Why do I live so close to the Smokies, have all the necessary gear, and never go camping? That’s sad.

Transversing a metropolis in 11 minutes is improbable. My life is chaos.

Why does my head feel like it is floating? Where did my neck go? Who took my brain?

People began to coagulate in front of the desk and board the plane.

One by one, the names ahead of mine on the list moved from gray to green. I was number 7 out of 7. Nice.

Only a handful of people were left when the rectangle behind my name turned green.

I said a prayer of Thanksgiving.

I was of the last people on the plane. My eyes were following the row numbers below the overhead baggage compartment. Middle seat. Crappers. I looked down.

Both of the two men sitting on my row outweighed me by at least 100 pounds. I stared at the twenty inches of room left between them.

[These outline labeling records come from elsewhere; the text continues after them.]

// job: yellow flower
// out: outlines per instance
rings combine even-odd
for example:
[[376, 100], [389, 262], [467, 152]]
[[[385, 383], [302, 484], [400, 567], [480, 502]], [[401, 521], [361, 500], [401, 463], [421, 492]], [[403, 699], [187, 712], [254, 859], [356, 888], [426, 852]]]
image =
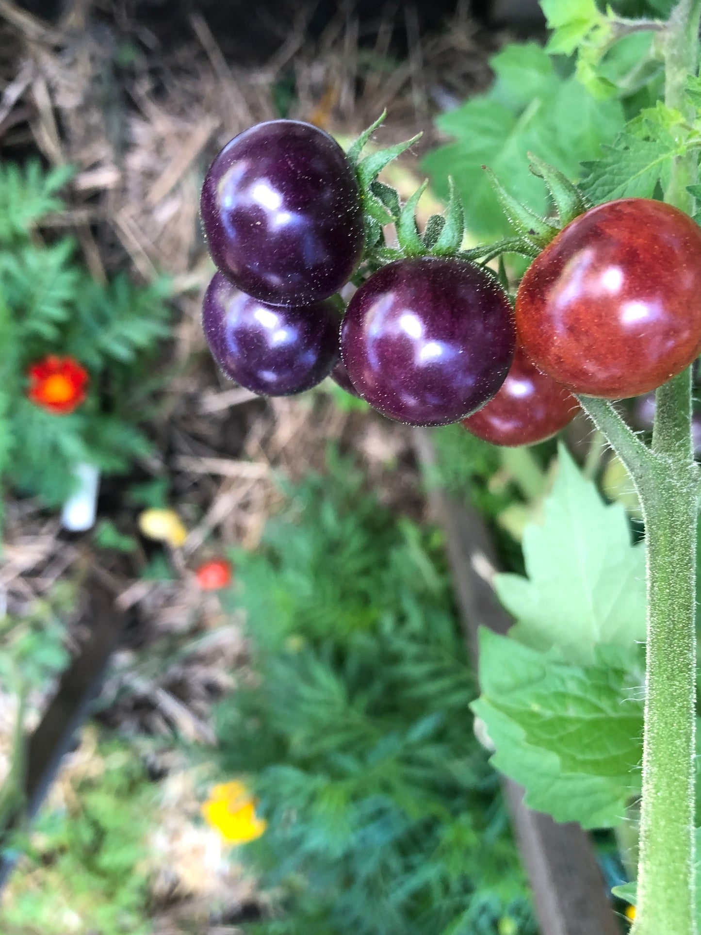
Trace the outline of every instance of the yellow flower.
[[158, 542], [167, 542], [179, 548], [188, 538], [188, 531], [175, 510], [145, 510], [139, 513], [138, 527], [144, 536]]
[[267, 822], [256, 815], [255, 803], [249, 790], [236, 780], [214, 786], [202, 806], [202, 814], [207, 825], [218, 828], [230, 844], [255, 841], [267, 827]]

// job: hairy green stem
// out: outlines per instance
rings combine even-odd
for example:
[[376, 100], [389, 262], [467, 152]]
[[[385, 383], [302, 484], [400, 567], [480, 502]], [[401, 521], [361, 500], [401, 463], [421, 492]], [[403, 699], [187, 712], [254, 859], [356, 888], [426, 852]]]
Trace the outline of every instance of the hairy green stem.
[[[701, 0], [681, 0], [665, 42], [665, 103], [690, 118]], [[665, 200], [687, 212], [698, 155], [677, 156]], [[657, 391], [651, 483], [641, 489], [648, 550], [648, 642], [637, 913], [633, 935], [693, 935], [694, 893], [694, 602], [698, 471], [691, 372]]]
[[[664, 36], [665, 102], [693, 119], [685, 99], [698, 67], [701, 0], [680, 0]], [[688, 111], [688, 113], [687, 113]], [[665, 200], [688, 213], [698, 154], [672, 165]], [[652, 448], [610, 403], [583, 396], [630, 471], [645, 519], [648, 641], [637, 906], [631, 935], [694, 935], [694, 601], [699, 472], [691, 438], [691, 373], [657, 391]]]
[[[694, 935], [695, 548], [689, 371], [658, 391], [653, 448], [611, 403], [579, 402], [628, 468], [647, 542], [648, 644], [637, 910], [632, 935]], [[684, 396], [685, 391], [685, 396]], [[659, 397], [658, 397], [659, 398]]]

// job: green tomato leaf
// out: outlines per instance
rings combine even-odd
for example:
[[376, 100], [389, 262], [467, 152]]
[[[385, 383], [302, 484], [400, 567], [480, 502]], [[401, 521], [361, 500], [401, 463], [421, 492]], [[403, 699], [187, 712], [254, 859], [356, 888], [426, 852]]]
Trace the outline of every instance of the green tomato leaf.
[[636, 663], [631, 651], [570, 665], [480, 631], [482, 694], [472, 707], [495, 747], [494, 766], [523, 785], [531, 808], [584, 827], [622, 820], [639, 789]]
[[602, 643], [630, 647], [646, 636], [645, 553], [632, 545], [625, 510], [604, 504], [560, 446], [559, 473], [542, 525], [523, 534], [527, 578], [496, 576], [499, 597], [517, 619], [514, 636], [592, 663]]
[[576, 181], [581, 160], [597, 158], [624, 118], [620, 101], [594, 99], [574, 76], [563, 79], [535, 44], [508, 46], [492, 65], [496, 80], [487, 94], [437, 119], [452, 142], [428, 153], [422, 165], [444, 197], [451, 175], [467, 228], [496, 239], [509, 233], [508, 223], [481, 165], [491, 166], [514, 198], [543, 216], [550, 208], [547, 189], [529, 171], [525, 154], [533, 152]]
[[602, 147], [603, 158], [584, 163], [584, 194], [594, 203], [613, 198], [651, 198], [659, 184], [665, 188], [675, 156], [687, 151], [684, 117], [659, 103], [643, 110]]
[[423, 231], [423, 246], [426, 250], [432, 250], [436, 246], [436, 241], [440, 237], [440, 232], [446, 225], [446, 219], [442, 214], [432, 214], [426, 222]]
[[552, 54], [571, 55], [594, 30], [608, 28], [594, 0], [540, 0], [540, 7], [552, 30], [547, 47]]

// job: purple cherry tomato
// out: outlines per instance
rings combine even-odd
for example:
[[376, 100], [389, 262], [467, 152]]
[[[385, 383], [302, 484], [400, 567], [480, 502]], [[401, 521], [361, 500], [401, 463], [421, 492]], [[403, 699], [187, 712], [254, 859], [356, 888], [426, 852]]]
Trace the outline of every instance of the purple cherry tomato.
[[253, 393], [286, 396], [320, 383], [338, 358], [339, 314], [333, 302], [266, 305], [222, 273], [205, 294], [202, 324], [227, 377]]
[[357, 392], [383, 415], [447, 425], [490, 400], [508, 372], [515, 335], [506, 293], [456, 258], [397, 260], [355, 293], [341, 353]]
[[338, 358], [338, 363], [336, 365], [329, 376], [334, 382], [337, 386], [340, 386], [342, 390], [345, 390], [346, 393], [350, 393], [351, 396], [356, 396], [358, 399], [361, 398], [360, 394], [350, 382], [350, 378], [348, 375], [346, 365], [340, 358]]
[[235, 137], [207, 174], [201, 212], [218, 268], [263, 302], [327, 298], [360, 262], [355, 172], [336, 140], [310, 123], [270, 121]]

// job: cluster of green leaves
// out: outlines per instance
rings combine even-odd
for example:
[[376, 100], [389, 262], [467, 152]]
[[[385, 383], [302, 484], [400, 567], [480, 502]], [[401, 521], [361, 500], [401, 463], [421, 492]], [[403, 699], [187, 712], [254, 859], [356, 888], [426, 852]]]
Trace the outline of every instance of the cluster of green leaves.
[[[150, 451], [139, 430], [147, 373], [167, 334], [168, 286], [144, 287], [125, 275], [96, 281], [69, 237], [39, 237], [69, 172], [37, 163], [0, 166], [0, 476], [17, 490], [60, 504], [75, 466], [122, 472]], [[27, 370], [49, 354], [75, 358], [89, 373], [88, 398], [55, 414], [27, 396]]]
[[256, 683], [222, 704], [222, 774], [268, 825], [244, 859], [285, 894], [260, 935], [533, 932], [436, 533], [397, 521], [352, 466], [291, 489], [235, 554]]
[[0, 929], [17, 935], [148, 935], [148, 832], [154, 786], [140, 758], [110, 742], [103, 769], [64, 808], [45, 806], [4, 893]]
[[497, 769], [526, 801], [585, 827], [620, 824], [639, 791], [646, 596], [644, 545], [565, 448], [542, 525], [523, 539], [526, 577], [496, 590], [517, 620], [482, 633], [473, 710]]

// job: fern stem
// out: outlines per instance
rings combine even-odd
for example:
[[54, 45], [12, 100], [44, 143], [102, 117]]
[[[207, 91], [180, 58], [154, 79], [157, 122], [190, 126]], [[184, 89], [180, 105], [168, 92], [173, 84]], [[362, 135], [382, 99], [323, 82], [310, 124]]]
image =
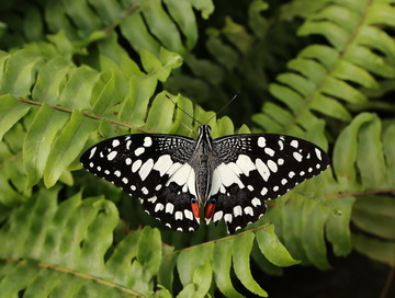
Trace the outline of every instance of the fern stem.
[[346, 192], [339, 194], [328, 194], [325, 197], [346, 197], [346, 196], [362, 196], [362, 195], [374, 195], [374, 194], [385, 194], [385, 193], [395, 193], [395, 188], [386, 188], [386, 190], [372, 190], [372, 191], [363, 191], [363, 192]]
[[[30, 262], [30, 261], [26, 261], [26, 260], [23, 260], [23, 259], [21, 260], [21, 259], [13, 259], [13, 257], [0, 259], [0, 260], [2, 262], [4, 262], [4, 263], [15, 263], [18, 265], [26, 264], [27, 262]], [[41, 267], [41, 268], [53, 270], [53, 271], [56, 271], [56, 272], [59, 272], [59, 273], [65, 273], [65, 274], [72, 274], [76, 277], [93, 280], [93, 282], [95, 282], [95, 283], [98, 283], [100, 285], [117, 288], [122, 293], [133, 295], [133, 297], [147, 297], [147, 296], [143, 295], [142, 293], [135, 290], [135, 289], [125, 288], [124, 286], [122, 286], [120, 284], [109, 282], [109, 280], [104, 280], [102, 278], [95, 277], [95, 276], [87, 274], [87, 273], [76, 272], [76, 271], [72, 271], [70, 268], [61, 267], [61, 266], [49, 264], [49, 263], [34, 262], [34, 264], [37, 265], [37, 267]]]
[[[26, 104], [38, 105], [38, 106], [42, 106], [43, 103], [44, 103], [42, 101], [34, 101], [34, 100], [29, 100], [29, 99], [18, 99], [18, 101], [20, 101], [22, 103], [26, 103]], [[58, 106], [58, 105], [50, 105], [49, 104], [48, 106], [50, 108], [61, 111], [61, 112], [66, 112], [66, 113], [69, 113], [69, 114], [71, 114], [72, 111], [74, 111], [72, 108]], [[137, 127], [137, 126], [135, 126], [133, 124], [126, 123], [126, 122], [119, 122], [119, 121], [115, 121], [115, 119], [112, 119], [112, 118], [89, 114], [89, 113], [83, 112], [83, 111], [81, 111], [81, 113], [82, 113], [83, 116], [92, 118], [92, 119], [105, 121], [105, 122], [109, 122], [109, 123], [112, 123], [112, 124], [115, 124], [115, 125], [119, 125], [119, 126], [123, 126], [123, 127], [127, 127], [127, 128], [131, 128], [131, 129], [134, 129], [134, 130], [137, 130], [137, 131], [142, 131], [142, 133], [155, 133], [155, 131], [147, 131], [147, 129], [139, 128], [139, 127]]]

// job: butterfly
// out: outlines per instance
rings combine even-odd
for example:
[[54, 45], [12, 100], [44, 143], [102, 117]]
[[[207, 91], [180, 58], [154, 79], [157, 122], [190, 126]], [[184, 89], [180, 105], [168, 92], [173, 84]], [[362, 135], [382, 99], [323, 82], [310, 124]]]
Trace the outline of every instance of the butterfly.
[[274, 199], [329, 167], [329, 158], [306, 140], [274, 134], [196, 139], [166, 134], [124, 135], [81, 156], [89, 172], [137, 197], [147, 214], [177, 231], [194, 231], [202, 218], [224, 219], [228, 232], [245, 228]]

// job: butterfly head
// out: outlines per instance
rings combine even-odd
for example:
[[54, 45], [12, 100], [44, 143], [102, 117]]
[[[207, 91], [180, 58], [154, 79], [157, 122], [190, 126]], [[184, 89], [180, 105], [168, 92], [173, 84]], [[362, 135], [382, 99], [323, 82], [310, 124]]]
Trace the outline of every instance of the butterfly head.
[[199, 126], [199, 135], [210, 135], [211, 134], [211, 126], [208, 124], [204, 124]]
[[191, 208], [192, 208], [193, 216], [195, 218], [200, 218], [200, 204], [199, 204], [198, 198], [195, 198], [195, 197], [191, 198]]

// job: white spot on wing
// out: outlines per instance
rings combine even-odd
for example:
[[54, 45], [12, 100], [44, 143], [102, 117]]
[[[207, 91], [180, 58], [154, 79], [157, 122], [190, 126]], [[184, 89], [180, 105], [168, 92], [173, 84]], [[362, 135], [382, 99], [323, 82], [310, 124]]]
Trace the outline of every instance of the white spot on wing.
[[264, 137], [259, 137], [258, 138], [258, 146], [260, 148], [263, 148], [266, 146], [266, 138]]
[[146, 162], [144, 162], [144, 164], [138, 171], [142, 181], [144, 181], [149, 175], [150, 171], [153, 170], [153, 167], [154, 167], [153, 159], [148, 159]]
[[117, 139], [114, 139], [113, 141], [112, 141], [112, 146], [115, 148], [116, 146], [120, 146], [120, 141], [117, 140]]
[[290, 144], [293, 148], [297, 148], [298, 147], [298, 141], [297, 140], [292, 140]]
[[268, 160], [268, 167], [273, 173], [275, 173], [279, 170], [276, 163], [272, 160]]
[[262, 176], [262, 179], [264, 181], [268, 181], [269, 176], [270, 176], [270, 171], [269, 171], [268, 165], [266, 165], [261, 159], [257, 159], [256, 167], [257, 167], [259, 174]]
[[252, 204], [253, 207], [258, 207], [258, 206], [261, 205], [261, 202], [260, 202], [260, 199], [258, 197], [255, 197], [255, 198], [251, 199], [251, 204]]
[[169, 154], [161, 156], [155, 162], [154, 170], [159, 171], [159, 175], [162, 176], [173, 164]]
[[213, 216], [213, 221], [214, 222], [218, 221], [223, 217], [223, 215], [224, 215], [223, 211], [216, 211]]
[[147, 199], [149, 203], [155, 203], [157, 200], [157, 197], [156, 196], [153, 196], [150, 198]]
[[234, 207], [234, 215], [235, 217], [241, 216], [242, 215], [242, 210], [241, 210], [241, 206], [237, 205]]
[[140, 159], [133, 162], [132, 172], [135, 173], [142, 167], [142, 163], [143, 163], [143, 161]]
[[246, 176], [249, 175], [250, 171], [256, 169], [251, 159], [246, 154], [239, 154], [239, 157], [236, 160], [236, 164]]
[[225, 219], [226, 222], [232, 222], [232, 219], [233, 219], [232, 214], [226, 214], [226, 215], [224, 216], [224, 219]]
[[174, 218], [176, 218], [176, 220], [182, 220], [182, 218], [183, 218], [182, 213], [181, 211], [176, 211]]
[[132, 140], [126, 141], [126, 149], [129, 150], [132, 145]]
[[185, 209], [184, 210], [184, 216], [185, 216], [185, 218], [188, 218], [188, 219], [193, 219], [193, 214], [190, 211], [190, 210], [188, 210], [188, 209]]
[[145, 151], [145, 148], [144, 147], [138, 147], [136, 150], [135, 150], [135, 156], [138, 157], [140, 154], [143, 154]]
[[171, 203], [166, 204], [166, 210], [165, 210], [165, 213], [167, 213], [167, 214], [172, 214], [173, 210], [174, 210], [174, 205], [173, 205], [173, 204], [171, 204]]
[[144, 147], [150, 147], [153, 145], [153, 139], [150, 137], [145, 137], [144, 138]]
[[109, 154], [108, 154], [108, 160], [113, 160], [117, 154], [117, 151], [111, 151]]
[[253, 216], [253, 210], [252, 210], [252, 208], [251, 208], [250, 206], [246, 207], [246, 208], [245, 208], [245, 214], [246, 214], [246, 215], [249, 214], [250, 216]]
[[302, 157], [302, 154], [301, 154], [300, 152], [293, 152], [293, 157], [294, 157], [294, 159], [296, 159], [298, 162], [301, 162], [302, 159], [303, 159], [303, 157]]
[[89, 152], [89, 159], [91, 159], [94, 156], [94, 152], [95, 152], [97, 149], [98, 149], [98, 147], [93, 147], [91, 149], [91, 151]]
[[321, 160], [321, 159], [323, 159], [323, 157], [321, 157], [320, 151], [319, 151], [317, 148], [315, 148], [315, 151], [316, 151], [316, 156], [317, 156], [317, 158], [318, 158], [319, 160]]
[[270, 157], [273, 157], [274, 156], [274, 150], [267, 147], [267, 148], [264, 148], [264, 153], [267, 153]]
[[180, 169], [178, 169], [169, 179], [169, 181], [166, 183], [166, 185], [169, 185], [170, 182], [176, 182], [178, 185], [184, 185], [188, 181], [188, 177], [190, 176], [190, 172], [192, 171], [191, 165], [188, 163], [184, 163], [181, 165]]
[[155, 206], [154, 211], [155, 211], [155, 213], [158, 213], [158, 211], [160, 211], [160, 210], [163, 210], [163, 208], [165, 208], [163, 204], [158, 203], [158, 204]]

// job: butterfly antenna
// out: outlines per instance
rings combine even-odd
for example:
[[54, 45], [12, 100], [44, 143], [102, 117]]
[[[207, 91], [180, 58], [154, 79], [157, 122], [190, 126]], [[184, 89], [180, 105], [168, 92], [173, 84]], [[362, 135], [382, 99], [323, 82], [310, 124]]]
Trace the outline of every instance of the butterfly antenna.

At least I made the flight.

“I think that’s my seat,” I said. The man on the aisle nodded without speaking or smiling and heaved himself out of his seat while I wedged my backpack into the overhead compartment.

I should have taken off my jacket, but I forgot. Though I am no engineer, I was proud of executing this difficult maneuver in such tight confines. Imagine taking off your pants inside a coffin, and you’ll understand.

I should have known I was in for an interesting flight when the man to my left in the aisle seat took out a women’s magazine. My friend Mark who got me the ticket for the flight pointed out later that he must have brought it with him because that 7:45am flight is most likely the first one leaving Atlanta for Boston in the morning.

I watched out of the corner of my eye as he thumbed through the magazine. He stopped at each one of the fold-out perfume advertisements, ripped it out, and stuffed it into the seat-back pocket. He didn’t stop there, but also tore out the ragged edges still left in the magazines. These scraps of paper he sprinkled in the same place.

And for what purpose? So he didn’t have to smell hints of perfume while reading a women’s magazine? Isn’t that kind of what you sign up for when you’re a man reading Vogue? I don’t have much experience in the area, so I don’t know for sure.

He was a stewardess’s nightmare, making a pointless mess that was difficult to clean up.

Pretty soon, we were airborne, and I was exhausted, I didn’t care anymore.

We hit cruising altitude, and as I drifted off to sleep, the man’s right knee knocked my left knee.

He must wiggling around in his seat, I thought.

After about the fourth or fifth time it happened, however, I realized he was doing it on purpose.

I opened my eyes and looked at him.

“You’re crowding me,” he said. “You’re falling asleep and stretching out your legs like this.” He moved his legs so far apart that his left knee was in the middle of the aisle.

As I mentioned before, I don’t like to talk when I’m sleep deprived. I know myself and my impatience. That being said, I was happy to make an exception this time.

“I disagree,” I responded, looking him full in the face.

Why he was failing to see the obvious puzzled me: he was twice my size. His shoulders came so far over the armrests that I had no choice but to put my elbows in front of my torso.

“You’re also bowing up your elbows like this,” he said and motioned as if he were pumping up a bike tire.

The guy had just accused me of doing the Funky Chicken in my sleep.

“I’m doing the best I can over here,” he added, shrugging and sticking out his bottom lip, as if to commend himself on his martyr-like patience and self-denial.

I should have known the OCD behavior with the magazine would find a new outlet.

“Sir,” I kept my anger on a low simmer, “neither one of us has much room, but let’s work something out so that we can both have a pleasant flight.”

“Whatever,” he spat at me and put in his ear buds.

Someone said that to get to heaven you have to pass through hell. Comforting.